Wednesday, June 17, 2026

Review: A Gentleman's Murder

A Gentleman's Murder A Gentleman's Murder by Christopher Huang
My rating: 4 of 5 stars

The library had the sequel to this book on display since it was published in the last month or two, and I was able to order not only the two Eric Peterkin mysteries, but also Huang's other standalone story as well. However, as Huang's first book, this is the one I read first, the debut of Eric Peterkin - a unique kind of amateur detective in the Golden Age of mysteries, late of the British military from the days of the Great War, hailing from a long line of English soldiers while also carrying the legacy of his Chinese mother - and naturally, strongly disliking the open anti-Asian racist sentiments of the time. 

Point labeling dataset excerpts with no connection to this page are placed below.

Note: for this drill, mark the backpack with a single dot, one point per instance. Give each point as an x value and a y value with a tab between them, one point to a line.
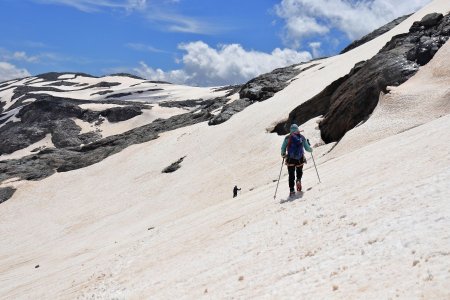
295	146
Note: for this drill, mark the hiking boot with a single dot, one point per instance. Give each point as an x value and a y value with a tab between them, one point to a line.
299	186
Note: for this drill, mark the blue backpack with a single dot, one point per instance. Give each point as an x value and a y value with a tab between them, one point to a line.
295	146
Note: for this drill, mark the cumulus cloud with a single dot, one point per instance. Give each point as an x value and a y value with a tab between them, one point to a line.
315	48
203	65
305	18
9	71
7	55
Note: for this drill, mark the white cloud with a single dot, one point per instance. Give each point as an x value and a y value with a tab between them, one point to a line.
228	64
6	55
305	18
144	48
315	48
90	6
9	71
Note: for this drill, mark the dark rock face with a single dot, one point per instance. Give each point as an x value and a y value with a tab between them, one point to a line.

Interestingly, in his lengthy author's note at the end, Huang brings up the ten rules of Ronald Knox and gives a much more charitable interpretation of Rule #5 - having first heard about these rules from Benjamin Stevenson's Everyone in My Family Has Killed Someone, where Stevenson refused to even quote that rule due to its use of a term seen today as an unacceptable ethnic slur, I assumed that Knox must have had racist intent in that particular rule. Huang, however, asserts that Knox's rule was specifically written to challenge the prevalent anti-Asian stereotypes of the time, and having read this novel and its sharp critiques of 1920s race relations, I think I understand exactly where he's coming from.